Dietro il dibattito e lo scontro che si è svolto a seguito dell’approvazione di questa legge, stanno almeno due questioni etiche fondamentali nell’ambito della Bioetica. Innanzitutto la questione della definizione dell’embrione: che cos'è l'embrione? Una questione che può essere risolta solo a condizione di riconoscere un orizzonte antropologico mediante il quale apprezzare il dato biologico, psicologico e relazionale dell’uomo, come realtà profondamente legate tra loro. Quando, infatti, non sono integrate ne scaturisce una visione atomizzata della persona, che c’impedisce di cogliere la portata di questa, come di altre questioni analoghe, nella loro globalità, e di trovare quindi delle risposte adeguate. Per questa ragione il definire cos'è l'embrione implica una riflessione interdisciplinare, che interpelli la biologia, la filosofia, il diritto, l'etica e, per noi credenti, anche la teologia. In questa prospettiva unitaria l'embrione è riconoscibile come vita umana, e merita pertanto un rispetto almeno proporzionato all’umana corporeità. Si tratta infatti di un organismo biologicamente destinato ad un obiettivo specifico: quello di diventare bambino.

La seconda questione è relativa alla qualità del rapporto dei genitori rispetto al figlio. La coppia può infatti sviluppare due possibili atteggiamenti tra loro contrapposti: quello di considerare il figlio come un diritto, oppure quello di pensarlo come un dono da desiderare.

Se il figlio è pensato come un diritto diventa una “proprietà” da esibire, oggi come un “oggetto”, domani per i risultati che raggiunge. La vita di questo figlio è già progettata a priori dai genitori. Con quest’atteggiamento è certo che se il figlio non “arrivasse”, ci si sentirebbe autorizzati ad accanirsi, con qualsiasi mezzo, per ottenerlo.

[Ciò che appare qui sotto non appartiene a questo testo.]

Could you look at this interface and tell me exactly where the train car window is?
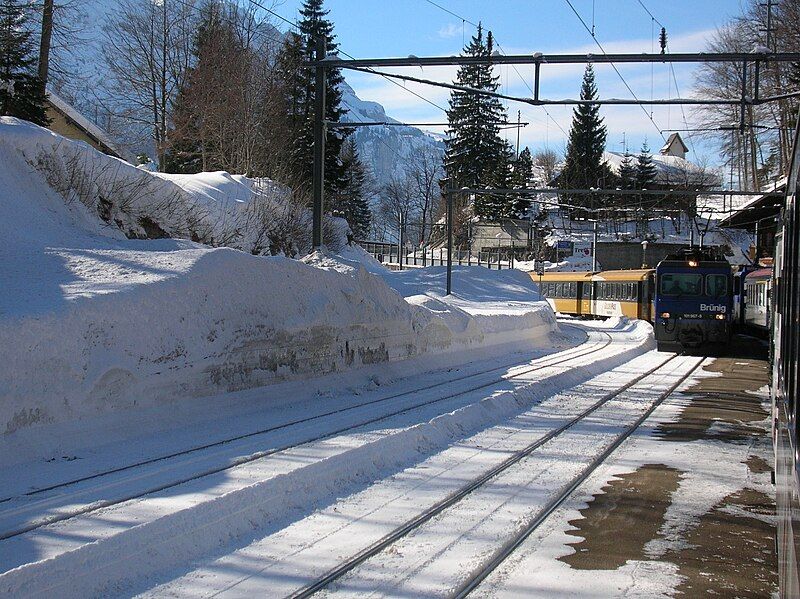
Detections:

Diversa è la prospettiva del dono. Quello di avere un figlio è un desiderio legittimo della coppia: in esso è condensata la tensione a trascendere se stessi e a rendere partecipe un altro dell'amore che unisce la stessa coppia. Con questa disposizione il figlio non è ricercato con un accanimento esasperato e qualora non “arrivasse” si cercherebbero altre strade per manifestare la propria fecondità.

Dalla risposta a queste due questioni fondamentali dipendono sia il giudizio sulla legge che regolerà la pratica della fecondazione assistita nel nostro paese, sia, ancor più radicalmente, l’atteggiamento complessivo verso la vita.